Samuel Longfellow was an American teacher, clergyman, poet, and philosopher.
Background
Samuel Longfellow was the youngest son of Stephen and Zilpah (Wadsworth) Longfellow and was born on June 18, 1819 in Portland, Maine, United States. His early boyhood was made happy by the enjoyment of imaginative literature and by his rare sensitiveness to the beauty of his seashore home where he rambled, botanizing and sketching.
Education
Samuel Longfellow attended classes at Portland Academy. Later he went to Harvard College, where from 1835 to 1839 he stood high in studies and enjoyed many intimate friendships. Later he entered the Harvard Divinity School in 1842 and shared with a gifted group of students including T. W. Higginson, O. B. Frothingham, and Samuel Johnson an enthusiasm for the new thought of "Transcendentalism" and with whom he would later collaborate in his hymn writing.
Career
In 1839-1840 Longfellow taught in a family school at Elkridge, Maryland, then returned to Cambridge, where he acted as college proctor, cultivated his love of music, and tutored young boys for college entrance. For the latter task he had unusual aptitude through his remarkable understanding and affection for the young and his power to kindle their moral aims. In 1843 he worked as a tutor in Horta, Fayal, to the children of the American consul, Charles Dabney. Later he collaborated with Samuel Johnson and published his A Book of Hymns, for Public and Private Devotion (1846, 1848), which gave prominence to the new hymnody of Whittier, H. B. Stowe, Jones Very, and Theodore Parker.
On grounds of health he at first declined a settled pastorate but after temporary engagements in West Cambridge, Massachusetts, and Washington, D. C. , he was ordained to the Unitarian ministry in Fall River, Massachusetts, February 16, 1848. His spiritual discourse, his beautiful voice, together with the charm that made the children gather round him, won him high esteem, but discouraged by what he deemed inadequate success he withdrew, June 18, 1851, and spent a year in England and France as companion and tutor of a young student. Suspicion of his religious views, then deemed radical, delayed parochial appointment and he thought of serving as chaplain in prisons or reform schools, but in April 1853 he was summoned by the Second Unitarian Church in Brooklyn, New York, where his nature and talent came to full expression.

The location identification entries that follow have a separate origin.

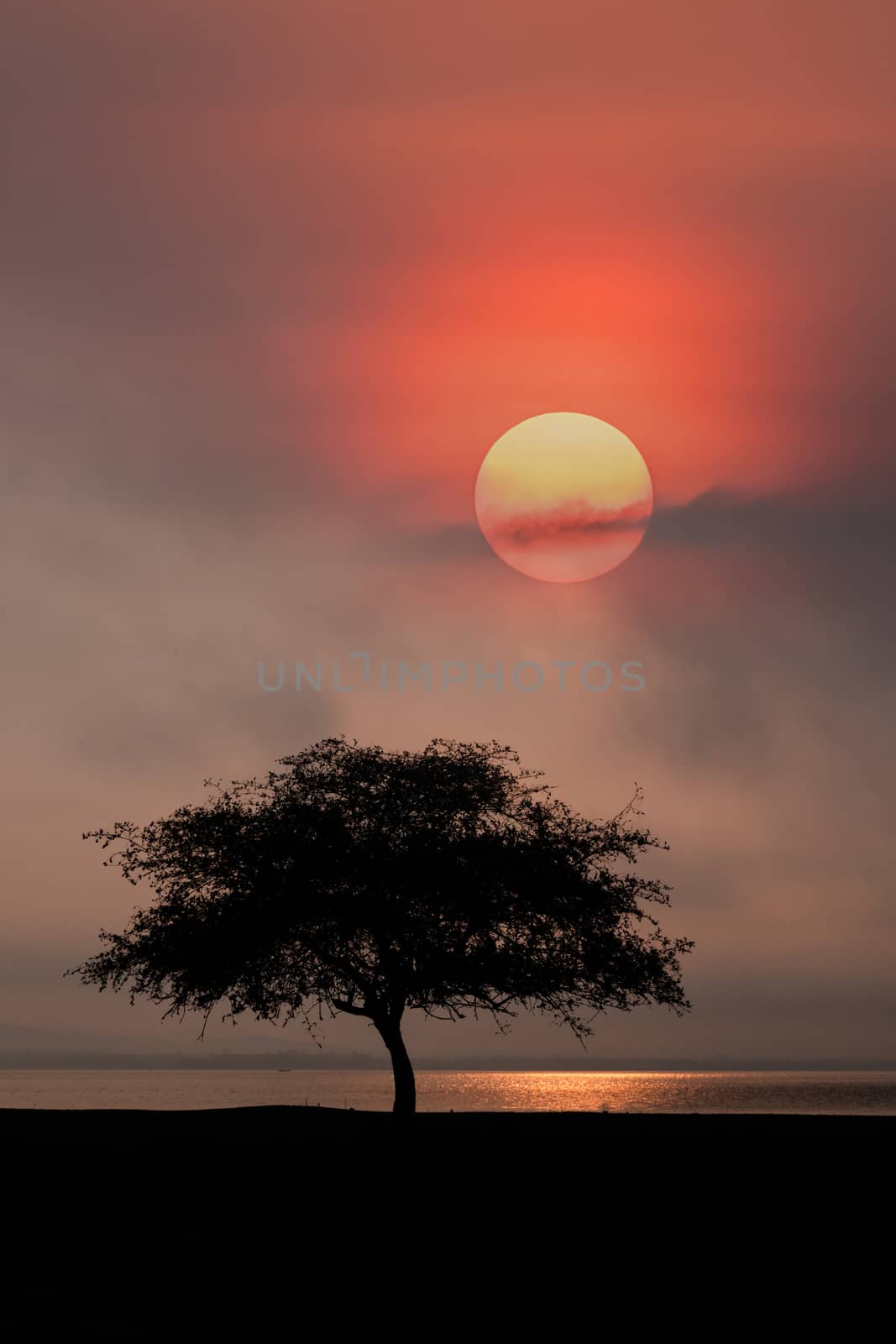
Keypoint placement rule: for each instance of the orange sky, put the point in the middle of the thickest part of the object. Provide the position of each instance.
(277, 276)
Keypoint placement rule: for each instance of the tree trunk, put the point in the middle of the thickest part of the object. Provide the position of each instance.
(390, 1030)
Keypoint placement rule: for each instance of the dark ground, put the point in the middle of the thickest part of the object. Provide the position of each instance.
(273, 1223)
(254, 1124)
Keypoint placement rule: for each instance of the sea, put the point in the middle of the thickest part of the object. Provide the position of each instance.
(369, 1089)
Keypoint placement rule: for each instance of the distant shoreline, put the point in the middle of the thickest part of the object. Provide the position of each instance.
(288, 1062)
(269, 1122)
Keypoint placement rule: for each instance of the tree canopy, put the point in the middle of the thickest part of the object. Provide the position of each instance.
(369, 882)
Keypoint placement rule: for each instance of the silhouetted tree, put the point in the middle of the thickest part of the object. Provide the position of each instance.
(365, 882)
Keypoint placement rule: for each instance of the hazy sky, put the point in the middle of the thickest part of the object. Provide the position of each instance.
(277, 276)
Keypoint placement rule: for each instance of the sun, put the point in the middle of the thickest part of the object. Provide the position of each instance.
(563, 497)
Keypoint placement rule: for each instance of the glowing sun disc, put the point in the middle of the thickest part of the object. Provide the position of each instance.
(563, 497)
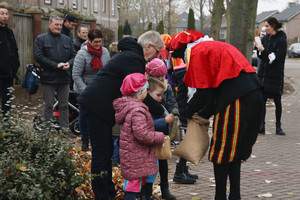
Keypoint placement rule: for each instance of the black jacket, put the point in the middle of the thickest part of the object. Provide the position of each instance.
(209, 101)
(65, 31)
(98, 96)
(49, 50)
(272, 75)
(9, 57)
(77, 43)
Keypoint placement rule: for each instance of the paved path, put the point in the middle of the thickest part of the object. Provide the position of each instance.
(275, 158)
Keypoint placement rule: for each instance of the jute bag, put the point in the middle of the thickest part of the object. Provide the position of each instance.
(174, 130)
(163, 151)
(196, 141)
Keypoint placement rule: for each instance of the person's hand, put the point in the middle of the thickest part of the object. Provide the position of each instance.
(166, 138)
(259, 47)
(60, 65)
(66, 66)
(169, 118)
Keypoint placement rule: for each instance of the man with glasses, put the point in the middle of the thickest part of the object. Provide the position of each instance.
(55, 54)
(97, 101)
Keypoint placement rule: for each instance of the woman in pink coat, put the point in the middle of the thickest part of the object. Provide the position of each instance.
(137, 137)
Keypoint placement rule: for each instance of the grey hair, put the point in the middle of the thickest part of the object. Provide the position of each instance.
(53, 18)
(151, 37)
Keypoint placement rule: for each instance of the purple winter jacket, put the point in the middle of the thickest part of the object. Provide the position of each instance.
(137, 138)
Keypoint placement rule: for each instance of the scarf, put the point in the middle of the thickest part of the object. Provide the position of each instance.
(96, 60)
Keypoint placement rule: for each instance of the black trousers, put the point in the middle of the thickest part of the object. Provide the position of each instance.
(222, 171)
(5, 83)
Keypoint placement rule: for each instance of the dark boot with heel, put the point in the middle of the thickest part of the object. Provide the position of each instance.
(181, 177)
(279, 131)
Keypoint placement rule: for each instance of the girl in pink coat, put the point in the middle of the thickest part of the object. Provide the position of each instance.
(137, 137)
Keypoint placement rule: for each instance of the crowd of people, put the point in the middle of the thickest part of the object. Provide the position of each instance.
(139, 88)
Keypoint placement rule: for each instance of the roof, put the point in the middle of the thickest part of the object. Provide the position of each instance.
(288, 13)
(265, 15)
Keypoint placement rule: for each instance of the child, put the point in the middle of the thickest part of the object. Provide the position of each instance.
(137, 137)
(156, 90)
(157, 69)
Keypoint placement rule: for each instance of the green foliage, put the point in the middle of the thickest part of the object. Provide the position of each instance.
(149, 26)
(108, 36)
(127, 28)
(35, 165)
(160, 27)
(191, 20)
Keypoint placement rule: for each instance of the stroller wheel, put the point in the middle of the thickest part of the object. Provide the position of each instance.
(74, 126)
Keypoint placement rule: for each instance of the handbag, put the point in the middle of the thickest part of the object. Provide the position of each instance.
(163, 151)
(196, 141)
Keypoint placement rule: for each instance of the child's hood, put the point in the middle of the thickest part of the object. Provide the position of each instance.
(124, 105)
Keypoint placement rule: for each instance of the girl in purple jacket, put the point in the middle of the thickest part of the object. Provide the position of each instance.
(137, 137)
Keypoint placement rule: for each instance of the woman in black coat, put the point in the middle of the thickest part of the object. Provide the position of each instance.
(272, 51)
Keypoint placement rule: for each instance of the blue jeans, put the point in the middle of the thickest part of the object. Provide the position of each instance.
(83, 125)
(115, 156)
(100, 133)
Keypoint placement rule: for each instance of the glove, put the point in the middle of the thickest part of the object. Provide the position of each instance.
(271, 57)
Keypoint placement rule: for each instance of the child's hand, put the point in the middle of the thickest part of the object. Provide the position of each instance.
(169, 118)
(166, 138)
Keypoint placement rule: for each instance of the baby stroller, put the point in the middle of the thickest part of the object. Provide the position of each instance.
(39, 122)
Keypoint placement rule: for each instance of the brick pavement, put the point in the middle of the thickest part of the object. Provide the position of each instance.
(274, 158)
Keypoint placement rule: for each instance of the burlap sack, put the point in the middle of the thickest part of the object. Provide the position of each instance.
(163, 151)
(174, 130)
(196, 141)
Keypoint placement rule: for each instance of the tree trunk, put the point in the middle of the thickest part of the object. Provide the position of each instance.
(243, 16)
(217, 12)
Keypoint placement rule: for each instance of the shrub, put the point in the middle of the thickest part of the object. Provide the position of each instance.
(35, 165)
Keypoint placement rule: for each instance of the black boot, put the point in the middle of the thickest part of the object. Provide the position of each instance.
(181, 177)
(279, 131)
(186, 171)
(262, 128)
(165, 192)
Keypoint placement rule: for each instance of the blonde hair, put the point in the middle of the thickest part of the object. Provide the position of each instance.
(154, 84)
(151, 37)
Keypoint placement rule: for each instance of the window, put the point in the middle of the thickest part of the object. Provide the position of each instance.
(48, 2)
(74, 4)
(113, 7)
(96, 6)
(103, 5)
(85, 3)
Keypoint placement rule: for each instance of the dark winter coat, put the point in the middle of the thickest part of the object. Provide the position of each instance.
(77, 43)
(272, 75)
(49, 50)
(137, 138)
(105, 87)
(9, 57)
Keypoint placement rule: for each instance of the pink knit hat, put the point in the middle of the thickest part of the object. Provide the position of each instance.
(156, 67)
(133, 83)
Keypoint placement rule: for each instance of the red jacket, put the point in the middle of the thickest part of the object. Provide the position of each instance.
(137, 138)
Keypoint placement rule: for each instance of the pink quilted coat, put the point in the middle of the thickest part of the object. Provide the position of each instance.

In 1959 he published the work His Vespers (1859) which contained his own beautiful vesper hymns. With equal stress on the social service of the church he sought to organize his parish for the study of social problems and to diffuse a love of art and literature. Another decline in health and some protest against his utterances concerning slavery led to his resignation in June 1860.
After two years of extensive travel in Europe he returned to Cambridge, preaching (1867 - 1868) to the congregation gathered by Theodore Parker, traveling abroad again in 1865 and 1868, writing powerful theological essays for the Radical edited by Sidney H. Morse. Once more he was a settled pastor, serving the Unitarian church in Germantown, Pennsylvania, from January 1878 to the summer of 1882 when he sought leisure for writing in Cambridge. He published in 1886 a two-volume biography of his brother, Life of Henry Wadsworth Longfellow, and in the following year he published a sequel, Final Memorials of Henry Wadsworth Longfellow.
Views
Longfellow was an adherent of transcendentalism, a philosophical movement that developed in the late 1820s and 1830s in the eastern United States. He believed that society and its institutions have corrupted the purity of the individual, and that people are at their best when truly "self-reliant" and independent. He was also a pacifist, and a supporter of women’s rights.
Personality
Longfellow was a man with serene spirit and social charm.